The Bangor area’s only remaining ski area is up for sale.
New Hermon Mountain ski area was listed for $5 million on May 25, according to Jessica Wiltbank, an agent with SVN The Masiello Group, who is brokering the sale.
The 67.5-acre ski area, which closed for the season in March, is the only one in the Bangor area that still offers downhill skiing after a handful of other ski areas in Dedham, Newburgh and Winterport, as well as the Essex Street hill in Bangor, closed or were abandoned decades ago.
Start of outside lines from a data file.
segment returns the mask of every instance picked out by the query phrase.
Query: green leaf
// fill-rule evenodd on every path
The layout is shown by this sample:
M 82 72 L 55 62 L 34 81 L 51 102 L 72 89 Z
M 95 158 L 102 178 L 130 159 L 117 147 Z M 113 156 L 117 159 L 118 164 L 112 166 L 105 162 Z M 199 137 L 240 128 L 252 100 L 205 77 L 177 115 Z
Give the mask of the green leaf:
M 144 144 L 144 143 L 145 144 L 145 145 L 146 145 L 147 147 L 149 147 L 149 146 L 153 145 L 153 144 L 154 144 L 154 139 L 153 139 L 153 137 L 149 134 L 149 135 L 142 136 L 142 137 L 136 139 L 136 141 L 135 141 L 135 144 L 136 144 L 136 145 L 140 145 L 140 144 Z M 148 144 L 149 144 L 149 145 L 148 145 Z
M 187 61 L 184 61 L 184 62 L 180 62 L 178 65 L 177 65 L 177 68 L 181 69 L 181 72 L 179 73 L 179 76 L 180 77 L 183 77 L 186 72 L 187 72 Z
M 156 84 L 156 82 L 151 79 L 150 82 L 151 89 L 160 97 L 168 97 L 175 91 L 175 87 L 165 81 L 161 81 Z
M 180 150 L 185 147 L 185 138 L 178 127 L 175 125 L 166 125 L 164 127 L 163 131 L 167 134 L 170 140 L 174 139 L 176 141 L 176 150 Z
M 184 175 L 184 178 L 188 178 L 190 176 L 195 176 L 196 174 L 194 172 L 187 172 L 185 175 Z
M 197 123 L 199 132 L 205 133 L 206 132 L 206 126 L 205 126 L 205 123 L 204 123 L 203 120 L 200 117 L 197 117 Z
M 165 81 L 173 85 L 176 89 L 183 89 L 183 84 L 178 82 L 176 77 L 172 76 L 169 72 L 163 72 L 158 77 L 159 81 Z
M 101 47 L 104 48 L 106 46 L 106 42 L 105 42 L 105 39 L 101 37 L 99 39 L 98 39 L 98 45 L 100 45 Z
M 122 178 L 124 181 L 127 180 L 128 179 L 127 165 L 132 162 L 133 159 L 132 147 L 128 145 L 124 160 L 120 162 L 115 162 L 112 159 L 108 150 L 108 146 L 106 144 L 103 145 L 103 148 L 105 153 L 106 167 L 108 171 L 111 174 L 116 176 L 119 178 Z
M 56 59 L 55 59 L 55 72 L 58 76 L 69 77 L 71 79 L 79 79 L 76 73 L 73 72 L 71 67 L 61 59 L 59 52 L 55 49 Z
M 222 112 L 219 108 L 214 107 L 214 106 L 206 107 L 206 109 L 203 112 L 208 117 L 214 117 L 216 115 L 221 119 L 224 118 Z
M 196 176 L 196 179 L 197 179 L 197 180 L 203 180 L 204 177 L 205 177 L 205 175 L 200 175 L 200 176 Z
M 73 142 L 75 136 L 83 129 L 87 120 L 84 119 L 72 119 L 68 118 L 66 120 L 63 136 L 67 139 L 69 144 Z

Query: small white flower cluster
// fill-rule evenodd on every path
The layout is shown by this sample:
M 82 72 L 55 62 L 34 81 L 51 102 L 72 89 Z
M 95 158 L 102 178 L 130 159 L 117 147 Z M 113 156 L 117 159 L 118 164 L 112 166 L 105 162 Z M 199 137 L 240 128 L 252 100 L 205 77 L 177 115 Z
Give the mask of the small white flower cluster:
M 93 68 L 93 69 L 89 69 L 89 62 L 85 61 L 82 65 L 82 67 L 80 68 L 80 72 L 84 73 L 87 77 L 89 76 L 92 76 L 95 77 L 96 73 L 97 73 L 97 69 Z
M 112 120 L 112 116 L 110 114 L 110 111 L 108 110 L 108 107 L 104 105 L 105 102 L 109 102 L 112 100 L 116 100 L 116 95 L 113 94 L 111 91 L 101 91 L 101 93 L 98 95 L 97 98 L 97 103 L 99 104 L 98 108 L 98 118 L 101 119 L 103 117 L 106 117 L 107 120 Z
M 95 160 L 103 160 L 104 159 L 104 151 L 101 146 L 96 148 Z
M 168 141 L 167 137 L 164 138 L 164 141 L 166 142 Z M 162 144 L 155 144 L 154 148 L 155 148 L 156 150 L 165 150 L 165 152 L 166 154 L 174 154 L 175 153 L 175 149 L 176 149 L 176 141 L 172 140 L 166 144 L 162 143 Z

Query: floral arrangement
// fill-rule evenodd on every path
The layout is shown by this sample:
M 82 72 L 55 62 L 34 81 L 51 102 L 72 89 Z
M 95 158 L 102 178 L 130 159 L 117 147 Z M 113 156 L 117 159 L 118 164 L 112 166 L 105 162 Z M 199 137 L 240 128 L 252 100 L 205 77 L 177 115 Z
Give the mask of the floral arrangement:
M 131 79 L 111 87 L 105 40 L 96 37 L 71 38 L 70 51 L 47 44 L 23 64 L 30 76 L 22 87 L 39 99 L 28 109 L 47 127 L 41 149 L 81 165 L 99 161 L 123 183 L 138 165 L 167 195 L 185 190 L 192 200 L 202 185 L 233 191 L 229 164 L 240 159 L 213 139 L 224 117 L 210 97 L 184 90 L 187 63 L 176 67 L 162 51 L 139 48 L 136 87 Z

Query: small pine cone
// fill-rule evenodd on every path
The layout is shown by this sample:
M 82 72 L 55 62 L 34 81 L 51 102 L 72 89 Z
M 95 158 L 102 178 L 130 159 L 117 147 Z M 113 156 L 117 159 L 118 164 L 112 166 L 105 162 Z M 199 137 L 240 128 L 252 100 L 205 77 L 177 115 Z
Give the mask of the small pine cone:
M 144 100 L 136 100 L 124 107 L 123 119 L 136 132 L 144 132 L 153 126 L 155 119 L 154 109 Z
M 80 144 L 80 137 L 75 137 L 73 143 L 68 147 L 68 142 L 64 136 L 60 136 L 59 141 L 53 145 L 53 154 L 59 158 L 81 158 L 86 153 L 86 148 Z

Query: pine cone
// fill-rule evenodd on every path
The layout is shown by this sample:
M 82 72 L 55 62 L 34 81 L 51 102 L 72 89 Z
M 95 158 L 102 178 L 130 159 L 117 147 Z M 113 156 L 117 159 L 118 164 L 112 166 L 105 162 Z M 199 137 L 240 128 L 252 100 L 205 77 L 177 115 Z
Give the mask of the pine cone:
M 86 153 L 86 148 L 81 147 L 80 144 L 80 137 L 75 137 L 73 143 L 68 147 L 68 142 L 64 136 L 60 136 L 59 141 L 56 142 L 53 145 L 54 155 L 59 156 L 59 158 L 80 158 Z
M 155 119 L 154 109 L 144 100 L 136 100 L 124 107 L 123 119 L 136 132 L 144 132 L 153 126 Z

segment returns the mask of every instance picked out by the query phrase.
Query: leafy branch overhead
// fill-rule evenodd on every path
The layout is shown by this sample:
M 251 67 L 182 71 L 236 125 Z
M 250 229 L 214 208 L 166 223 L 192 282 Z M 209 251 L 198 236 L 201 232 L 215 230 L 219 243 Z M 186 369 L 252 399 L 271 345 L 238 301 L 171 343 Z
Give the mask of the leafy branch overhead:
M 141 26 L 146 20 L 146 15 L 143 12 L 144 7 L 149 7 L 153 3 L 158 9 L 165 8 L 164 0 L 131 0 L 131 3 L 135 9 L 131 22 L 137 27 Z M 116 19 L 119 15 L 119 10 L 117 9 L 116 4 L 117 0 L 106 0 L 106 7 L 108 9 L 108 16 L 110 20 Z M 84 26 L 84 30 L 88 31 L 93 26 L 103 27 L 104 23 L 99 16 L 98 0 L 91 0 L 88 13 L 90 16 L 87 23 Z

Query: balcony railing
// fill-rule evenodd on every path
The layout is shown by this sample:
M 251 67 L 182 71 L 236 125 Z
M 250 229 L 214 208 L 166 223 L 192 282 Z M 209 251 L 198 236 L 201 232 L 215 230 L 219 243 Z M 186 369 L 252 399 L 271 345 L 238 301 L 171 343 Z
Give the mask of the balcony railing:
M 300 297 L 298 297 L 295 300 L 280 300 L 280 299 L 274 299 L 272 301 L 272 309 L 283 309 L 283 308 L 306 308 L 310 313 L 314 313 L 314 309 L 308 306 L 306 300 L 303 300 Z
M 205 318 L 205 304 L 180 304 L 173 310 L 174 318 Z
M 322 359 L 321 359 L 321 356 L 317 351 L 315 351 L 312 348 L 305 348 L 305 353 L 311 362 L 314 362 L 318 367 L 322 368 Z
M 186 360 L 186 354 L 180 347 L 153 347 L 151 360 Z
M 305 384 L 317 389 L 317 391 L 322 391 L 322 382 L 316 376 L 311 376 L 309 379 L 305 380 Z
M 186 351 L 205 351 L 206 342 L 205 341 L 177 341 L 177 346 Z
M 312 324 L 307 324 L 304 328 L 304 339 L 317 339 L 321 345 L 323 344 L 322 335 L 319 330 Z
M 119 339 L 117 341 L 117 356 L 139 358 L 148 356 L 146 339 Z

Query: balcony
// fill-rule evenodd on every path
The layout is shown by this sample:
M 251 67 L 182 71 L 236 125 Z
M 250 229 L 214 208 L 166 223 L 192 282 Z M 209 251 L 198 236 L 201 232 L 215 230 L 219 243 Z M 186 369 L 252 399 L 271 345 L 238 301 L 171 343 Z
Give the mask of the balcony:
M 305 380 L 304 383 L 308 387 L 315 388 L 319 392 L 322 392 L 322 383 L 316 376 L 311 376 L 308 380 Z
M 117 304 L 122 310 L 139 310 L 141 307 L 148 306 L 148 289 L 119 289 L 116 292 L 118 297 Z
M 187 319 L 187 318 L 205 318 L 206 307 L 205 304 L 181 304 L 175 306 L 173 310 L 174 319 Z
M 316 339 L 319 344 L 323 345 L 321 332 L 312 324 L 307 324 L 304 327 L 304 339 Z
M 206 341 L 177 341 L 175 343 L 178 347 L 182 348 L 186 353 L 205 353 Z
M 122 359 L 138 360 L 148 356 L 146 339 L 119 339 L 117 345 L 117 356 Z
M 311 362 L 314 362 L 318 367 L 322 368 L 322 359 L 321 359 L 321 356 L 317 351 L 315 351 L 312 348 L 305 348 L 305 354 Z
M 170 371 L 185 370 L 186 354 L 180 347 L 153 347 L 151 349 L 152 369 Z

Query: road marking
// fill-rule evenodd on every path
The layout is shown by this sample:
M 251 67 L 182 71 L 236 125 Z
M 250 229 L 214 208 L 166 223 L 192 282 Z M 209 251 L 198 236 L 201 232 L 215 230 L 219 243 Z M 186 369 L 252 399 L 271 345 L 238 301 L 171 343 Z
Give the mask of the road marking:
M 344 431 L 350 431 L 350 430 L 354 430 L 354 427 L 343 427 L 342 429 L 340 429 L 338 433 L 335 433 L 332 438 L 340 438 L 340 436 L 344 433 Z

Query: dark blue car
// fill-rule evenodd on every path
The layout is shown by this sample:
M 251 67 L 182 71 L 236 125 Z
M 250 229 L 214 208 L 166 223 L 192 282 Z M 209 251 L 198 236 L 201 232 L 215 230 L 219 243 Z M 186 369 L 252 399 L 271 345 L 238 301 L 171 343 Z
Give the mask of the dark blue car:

The Hermon ski area on Newburgh Road first opened to the public in 1960, when it had T-bar lifts and a primitive log cabin, according to Wiltbank.
“It was pretty rustic,” she said.
The Whitcomb family, its current owners, bought it in 1987 and modernized it, installing a new lift system and tubing hills and adding a new lodge in 2005. The Hermon ski area also offers skiing and snowboarding lessons.
The owners did not respond to a message Monday seeking comment.
Wiltbank said the Whitcombs are nearing retirement and are seeking a new owner who will invest in the property and expand it beyond its current capacity to offer summertime activities.
Ski areas have become popular recreational areas as the pandemic encouraged people to engage in outdoor activities, though some resorts initially cut capacity to accommodate social distancing.
While Hermon Mountain is the only ski resort in the Bangor area, skiing is available in the Moosehead Lake area, where a volunteer group has run a nonprofit ski area on part of the site of a longtime ski resort that closed in 2010.
A Rangeley-based developer, Perry Williams, has proposed expanding the area’s ski offerings with a $113.5 million ski resort at the longtime resort site in Big Moose Township that would also offer hotel lodging, a conference center, taphouse, restaurant and ziplining.
Perry Williams, the developer, has pitched the proposal as an opportunity for Piscataquis County that could revitalize the local economy and provide year-round jobs. Piscataquis County commissioners have previously backed the project, while critics have cited a fear of overdevelopment in their opposition.